Pendant le confinement se sont multipliées les vidéos d’animaux se baladant dans les villes comme des canards, des renards ou des daims. Mais ils ont aussi su se faire à nouveau entendre. C’est ce qu’a noté Pascal Dhuicq. Cet habitant de Saint-Piat, membre actif d’Eure-et-Loir Nature, a commencé à enregistrer les bruits de la nature au début des années 90. Il propose de les écouter sur son blog MémoTopic, et préside aujourd’hui l’association Sonatura, une revue sonore dont la vocation est la découverte des sons de la nature.
Pendant le confinement "il était possible de réaliser des enregistrements impossibles à réaliser avant", assure-t-il.
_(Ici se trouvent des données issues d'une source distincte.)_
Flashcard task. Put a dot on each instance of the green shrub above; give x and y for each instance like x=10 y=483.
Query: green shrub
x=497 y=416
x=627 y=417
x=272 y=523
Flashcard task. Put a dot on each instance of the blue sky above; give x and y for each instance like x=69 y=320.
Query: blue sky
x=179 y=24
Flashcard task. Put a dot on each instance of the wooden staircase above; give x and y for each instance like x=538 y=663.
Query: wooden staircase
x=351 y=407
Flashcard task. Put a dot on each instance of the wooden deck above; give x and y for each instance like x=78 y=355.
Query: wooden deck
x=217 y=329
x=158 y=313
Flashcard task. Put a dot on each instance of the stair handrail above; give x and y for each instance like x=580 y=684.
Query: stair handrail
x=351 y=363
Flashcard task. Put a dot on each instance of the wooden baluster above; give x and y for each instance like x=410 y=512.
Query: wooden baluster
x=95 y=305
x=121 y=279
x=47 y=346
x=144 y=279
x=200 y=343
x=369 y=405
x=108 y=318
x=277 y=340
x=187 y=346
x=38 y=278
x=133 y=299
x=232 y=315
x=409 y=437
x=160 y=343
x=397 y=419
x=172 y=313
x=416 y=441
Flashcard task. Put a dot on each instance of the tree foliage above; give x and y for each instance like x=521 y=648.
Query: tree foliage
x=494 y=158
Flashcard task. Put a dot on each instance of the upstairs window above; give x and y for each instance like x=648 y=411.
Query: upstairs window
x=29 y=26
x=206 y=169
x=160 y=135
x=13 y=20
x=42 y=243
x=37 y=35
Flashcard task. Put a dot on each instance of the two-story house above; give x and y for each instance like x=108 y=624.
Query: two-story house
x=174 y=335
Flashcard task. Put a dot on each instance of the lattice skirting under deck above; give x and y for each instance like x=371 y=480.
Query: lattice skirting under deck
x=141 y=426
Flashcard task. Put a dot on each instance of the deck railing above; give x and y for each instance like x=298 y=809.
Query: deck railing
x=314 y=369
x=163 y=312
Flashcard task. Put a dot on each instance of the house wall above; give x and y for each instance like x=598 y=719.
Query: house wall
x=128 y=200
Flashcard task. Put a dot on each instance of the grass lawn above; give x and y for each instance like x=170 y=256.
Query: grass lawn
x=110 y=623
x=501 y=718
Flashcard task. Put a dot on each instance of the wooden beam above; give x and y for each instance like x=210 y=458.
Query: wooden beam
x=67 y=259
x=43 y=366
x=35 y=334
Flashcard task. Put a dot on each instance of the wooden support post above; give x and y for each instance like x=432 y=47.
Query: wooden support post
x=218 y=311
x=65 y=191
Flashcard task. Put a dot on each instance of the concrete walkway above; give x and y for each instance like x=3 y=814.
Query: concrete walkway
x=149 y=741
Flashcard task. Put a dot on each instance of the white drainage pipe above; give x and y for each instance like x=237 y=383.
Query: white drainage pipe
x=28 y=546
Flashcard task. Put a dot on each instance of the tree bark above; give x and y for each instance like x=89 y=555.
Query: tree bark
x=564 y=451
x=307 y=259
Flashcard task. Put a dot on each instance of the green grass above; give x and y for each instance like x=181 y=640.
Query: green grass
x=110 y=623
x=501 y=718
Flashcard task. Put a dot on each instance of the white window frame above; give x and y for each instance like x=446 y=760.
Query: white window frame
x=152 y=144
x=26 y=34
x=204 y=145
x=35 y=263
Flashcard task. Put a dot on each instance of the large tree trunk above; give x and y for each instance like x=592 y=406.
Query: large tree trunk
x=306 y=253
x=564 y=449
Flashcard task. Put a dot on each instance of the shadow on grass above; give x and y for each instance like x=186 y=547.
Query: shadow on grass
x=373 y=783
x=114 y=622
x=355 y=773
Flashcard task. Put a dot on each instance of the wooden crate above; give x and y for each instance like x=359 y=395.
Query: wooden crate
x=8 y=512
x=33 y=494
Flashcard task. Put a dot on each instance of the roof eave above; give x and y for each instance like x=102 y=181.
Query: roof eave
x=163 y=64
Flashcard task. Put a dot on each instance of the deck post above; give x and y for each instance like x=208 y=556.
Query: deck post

En se référant aux études réalisées par Bruitparif, un centre d'évaluation du bruit en Ile-de-France, il estime que la pollution sonore a baissé de 60 à 90%, avec la diminution importante de la circulation routière mais aussi ferroviaire et aérienne.
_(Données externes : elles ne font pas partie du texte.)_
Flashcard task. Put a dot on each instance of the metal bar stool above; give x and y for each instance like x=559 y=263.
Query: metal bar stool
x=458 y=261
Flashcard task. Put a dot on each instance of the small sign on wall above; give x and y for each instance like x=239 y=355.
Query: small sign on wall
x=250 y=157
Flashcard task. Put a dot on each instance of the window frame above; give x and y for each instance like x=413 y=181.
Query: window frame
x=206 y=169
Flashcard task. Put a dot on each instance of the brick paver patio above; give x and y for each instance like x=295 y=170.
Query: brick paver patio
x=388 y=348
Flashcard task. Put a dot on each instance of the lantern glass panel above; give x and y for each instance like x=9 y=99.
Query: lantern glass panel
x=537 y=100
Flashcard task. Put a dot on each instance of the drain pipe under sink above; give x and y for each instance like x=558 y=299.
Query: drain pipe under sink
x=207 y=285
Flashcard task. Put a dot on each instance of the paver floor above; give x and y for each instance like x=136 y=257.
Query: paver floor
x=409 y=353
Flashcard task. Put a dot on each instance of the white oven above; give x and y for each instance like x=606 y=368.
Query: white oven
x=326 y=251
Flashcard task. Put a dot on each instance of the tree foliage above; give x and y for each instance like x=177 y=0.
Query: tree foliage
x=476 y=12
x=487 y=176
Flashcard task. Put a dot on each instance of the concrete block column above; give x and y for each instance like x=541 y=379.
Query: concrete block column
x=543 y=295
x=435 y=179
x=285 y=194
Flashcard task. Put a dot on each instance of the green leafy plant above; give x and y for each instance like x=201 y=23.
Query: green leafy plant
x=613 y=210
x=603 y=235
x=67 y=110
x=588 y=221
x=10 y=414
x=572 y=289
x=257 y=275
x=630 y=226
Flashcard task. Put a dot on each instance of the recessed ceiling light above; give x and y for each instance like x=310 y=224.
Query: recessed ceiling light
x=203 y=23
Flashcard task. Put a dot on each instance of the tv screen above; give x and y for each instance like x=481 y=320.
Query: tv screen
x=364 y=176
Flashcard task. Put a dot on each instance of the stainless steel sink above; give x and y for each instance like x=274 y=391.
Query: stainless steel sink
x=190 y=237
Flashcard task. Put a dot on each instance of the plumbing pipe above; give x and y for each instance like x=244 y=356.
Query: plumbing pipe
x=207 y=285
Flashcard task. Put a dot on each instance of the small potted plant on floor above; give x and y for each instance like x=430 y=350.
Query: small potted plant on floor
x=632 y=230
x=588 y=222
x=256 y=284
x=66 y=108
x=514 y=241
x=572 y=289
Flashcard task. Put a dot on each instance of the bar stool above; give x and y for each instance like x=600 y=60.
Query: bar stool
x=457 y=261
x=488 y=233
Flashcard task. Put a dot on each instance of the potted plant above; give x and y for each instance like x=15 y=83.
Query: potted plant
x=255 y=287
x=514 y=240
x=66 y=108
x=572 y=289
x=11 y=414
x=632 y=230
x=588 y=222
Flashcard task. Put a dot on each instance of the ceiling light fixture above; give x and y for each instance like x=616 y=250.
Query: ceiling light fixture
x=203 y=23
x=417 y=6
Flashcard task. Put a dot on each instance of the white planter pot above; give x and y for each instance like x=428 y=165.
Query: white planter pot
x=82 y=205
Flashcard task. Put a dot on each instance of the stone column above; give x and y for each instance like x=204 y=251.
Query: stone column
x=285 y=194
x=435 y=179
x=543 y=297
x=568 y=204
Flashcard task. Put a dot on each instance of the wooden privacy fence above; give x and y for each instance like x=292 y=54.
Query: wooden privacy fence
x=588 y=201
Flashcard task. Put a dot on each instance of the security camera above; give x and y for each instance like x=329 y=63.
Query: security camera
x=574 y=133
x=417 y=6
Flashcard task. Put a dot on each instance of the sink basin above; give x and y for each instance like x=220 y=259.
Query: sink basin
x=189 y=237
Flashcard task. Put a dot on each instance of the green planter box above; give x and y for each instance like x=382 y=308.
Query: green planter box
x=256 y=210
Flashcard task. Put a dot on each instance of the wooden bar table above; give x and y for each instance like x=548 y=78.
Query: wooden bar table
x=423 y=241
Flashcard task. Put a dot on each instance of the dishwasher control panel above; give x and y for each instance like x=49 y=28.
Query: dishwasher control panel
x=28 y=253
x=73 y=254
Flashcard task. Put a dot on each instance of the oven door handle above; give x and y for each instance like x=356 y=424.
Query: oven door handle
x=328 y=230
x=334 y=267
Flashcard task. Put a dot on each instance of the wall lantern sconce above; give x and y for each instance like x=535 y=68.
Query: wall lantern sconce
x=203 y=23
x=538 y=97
Pendant le confinement, il y avait le même type de fond de sonore qu’on a un dimanche matin à l’aube.
100 heures d'enregistrement
Pascal a donc pu s'en donner à coeur joie, et réaliser des enregistrements de la nature quasi quotidiennement sur de longues périodes sans que ceux-ci ne soient parasités par un avion qui survole la zone ou un camion qui passe : "J'ai dû atteindre la centaine d’heures d'enregistrement au total alors qu’un mois de mars ou avril normal, je peux à peine enregistrer une dizaine d'heures."Et il n'a pas eu besoin d'aller très loin de chez lui pour entendre différemment les animaux. Il prend l'exemple d'un oiseau, le rouge-queue à front blanc. "Il s'adapte au bruit ambiant en ville, explique le passionné de nature. Il fait partie des espèces qui se placent 'plus haut' (en fréquences et en altitude) pour se faire entendre. Pendant le confinement, il chantait dans le noyer ou les haies du jardin." Une fois que le chantier a redémarré à côté de chez Pascal, l'oiseau s'est placé sur des arbres plus grands.En cas de difficulté de lecture, vous pouvez écouter le son en cliquant ici.
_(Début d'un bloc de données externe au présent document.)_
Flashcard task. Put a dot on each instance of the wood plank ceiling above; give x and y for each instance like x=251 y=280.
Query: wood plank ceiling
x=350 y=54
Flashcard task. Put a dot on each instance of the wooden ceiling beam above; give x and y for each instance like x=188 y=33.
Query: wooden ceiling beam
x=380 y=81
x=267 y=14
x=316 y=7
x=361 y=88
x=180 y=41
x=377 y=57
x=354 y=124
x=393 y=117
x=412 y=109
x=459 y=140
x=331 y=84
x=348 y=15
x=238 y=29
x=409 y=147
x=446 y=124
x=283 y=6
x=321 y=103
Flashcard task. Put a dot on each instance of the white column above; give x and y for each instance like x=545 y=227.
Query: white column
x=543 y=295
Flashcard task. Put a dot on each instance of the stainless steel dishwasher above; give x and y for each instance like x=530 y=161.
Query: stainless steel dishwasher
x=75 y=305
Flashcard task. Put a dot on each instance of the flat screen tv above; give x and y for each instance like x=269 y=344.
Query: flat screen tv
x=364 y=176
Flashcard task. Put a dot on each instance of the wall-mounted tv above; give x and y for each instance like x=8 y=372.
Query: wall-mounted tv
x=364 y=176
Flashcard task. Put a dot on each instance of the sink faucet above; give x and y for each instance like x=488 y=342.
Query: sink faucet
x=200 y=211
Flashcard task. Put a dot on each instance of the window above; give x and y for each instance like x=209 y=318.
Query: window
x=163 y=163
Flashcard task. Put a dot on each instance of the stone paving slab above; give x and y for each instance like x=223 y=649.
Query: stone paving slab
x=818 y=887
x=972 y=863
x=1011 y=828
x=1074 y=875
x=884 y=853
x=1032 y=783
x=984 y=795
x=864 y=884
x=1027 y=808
"Je n'en avais jamais entendu"
Au début du confinement, il a également été sollicité par des membres d’Eure-et-Loir Nature au sujet des hiboux moyens-ducs mâles. "C'est un oiseau qui a un chant très sourd, très étouffé, très doux mais à peine audible en temps normal, même dans une nuit calme. Dans notre environnement assourdissant, dans la vallée de l’Eure, on n’entend pas ces hiboux.""En début de confinement, j'en ai entendu moi-même à trois endroits, alors que je n'en avais jamais entendu, poursuit Pascal. D'autres habitants m'en ont aussi parlé. D’un coup, on a entendu plein de hiboux mâles le soir, et donc on est capable de repérer les lieux de reproduction."En cas de problème de lecture, vous pouvez écouter le son en cliquant ici. Il sera disponible dans le prochain numéro de Sonatura, dont le thème sera le confinement.
Une meilleure reproduction pour les crapauds
Autre espèce qui était en fin de période de reproduction au début du confinement : le crapaud commun. "Les crapauds ont un chant très doux, très calme, c'est un petit gloussement qui porte peu", analyse-t-il.En plus d'être écrasés par les voitures quand ils traversent les routes au moment de la reproduction, ces animaux voient leur saison des amours perturbée par le bruit de la circulation. "Les crapauds se réunissent près des mares, ils gloussent ensemble, pas très fort, décrit Pascal. Dans une nuit calme, cela permet aux autres de se diriger et de trouver leur lieu de reproduction. Mais quand une route couvre ce phénomène acoustique, cela diminue la capacité des crapauds à converger vers ce lieu."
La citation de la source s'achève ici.